Schienenersatzverkehr muss verlässlich sein

Wichtig sei in diesem Zusammenhang allerdings, dass dann auch der Ersatzverkehr zuverlässig funktioniere. „Wenn schon Fahrten auf der Schiene ausfallen und ein Ersatzverkehr mit Bussen eingerichtet wird, dann muss dieser auch verlässlich sein“, stellt Landrat Weckler klar. Hierzu gehören auch ausreichend dimensionierte Kapazitäten von Fahrzeugen „Darüber hinaus muss darauf geachtet werden, dass dort, wo zwischen Zug und Ersatzbus Anschlüsse vorgesehen sind, diese auch gehalten werden und die Busse auch auf Züge warten, die möglicherweise verspätet aus Frankfurt eintreffen“, so Landrat Jan Weckler weiter. Darum müsse sich die HLB bei den beauftragten Busunternehmen und deren Fahrern im Besonderen kümmern.

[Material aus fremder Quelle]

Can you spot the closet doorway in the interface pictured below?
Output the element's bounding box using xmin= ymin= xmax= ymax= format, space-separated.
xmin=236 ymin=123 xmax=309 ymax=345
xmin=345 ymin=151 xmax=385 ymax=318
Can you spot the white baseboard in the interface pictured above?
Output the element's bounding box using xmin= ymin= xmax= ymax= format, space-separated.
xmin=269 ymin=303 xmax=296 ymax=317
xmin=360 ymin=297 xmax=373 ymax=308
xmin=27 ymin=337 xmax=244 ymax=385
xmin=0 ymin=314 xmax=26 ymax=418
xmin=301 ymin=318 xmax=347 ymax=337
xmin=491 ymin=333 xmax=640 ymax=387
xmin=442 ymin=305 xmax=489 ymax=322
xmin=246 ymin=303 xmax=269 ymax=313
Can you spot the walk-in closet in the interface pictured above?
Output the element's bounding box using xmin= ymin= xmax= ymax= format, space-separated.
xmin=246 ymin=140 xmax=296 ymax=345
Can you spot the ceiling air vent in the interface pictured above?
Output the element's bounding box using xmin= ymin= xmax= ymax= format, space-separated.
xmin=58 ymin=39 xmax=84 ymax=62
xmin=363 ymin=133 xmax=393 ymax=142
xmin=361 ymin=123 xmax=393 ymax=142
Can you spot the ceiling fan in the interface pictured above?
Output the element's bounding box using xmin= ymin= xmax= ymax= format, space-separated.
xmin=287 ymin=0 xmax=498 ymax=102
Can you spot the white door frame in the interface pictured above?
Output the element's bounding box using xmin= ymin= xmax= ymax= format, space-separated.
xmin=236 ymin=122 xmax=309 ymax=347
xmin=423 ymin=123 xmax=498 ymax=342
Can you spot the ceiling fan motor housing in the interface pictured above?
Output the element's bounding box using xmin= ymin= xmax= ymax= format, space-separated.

Der Arbeitsmarkt bei Lokführern sei zweifellos angespannt und man erkenne durchaus an, dass die HLB bereits Maßnahmen ergriffen habe, um den Unterbestand an Triebfahrzeugführern zu beseitigen. Trotzdem dürfe man sich darauf nicht ausruhen. Das Ziel müsse perspektivisch die Beseitigung der Personalprobleme sein. Dies gelte auch angesichts der Bedeutung des Schienenpersonennahverkehrs im Großraum Rhein-Main. „Über den RMV-Aufsichtsrat werden wir auch als Wetteraukreis die Situation im Blick behalten, damit die HLB wieder eine verlässliche Leistung auf der Schiene erbringt – im Sinne der Wetterauer Fahrgäste“, so Landrat Jan Weckler abschließend.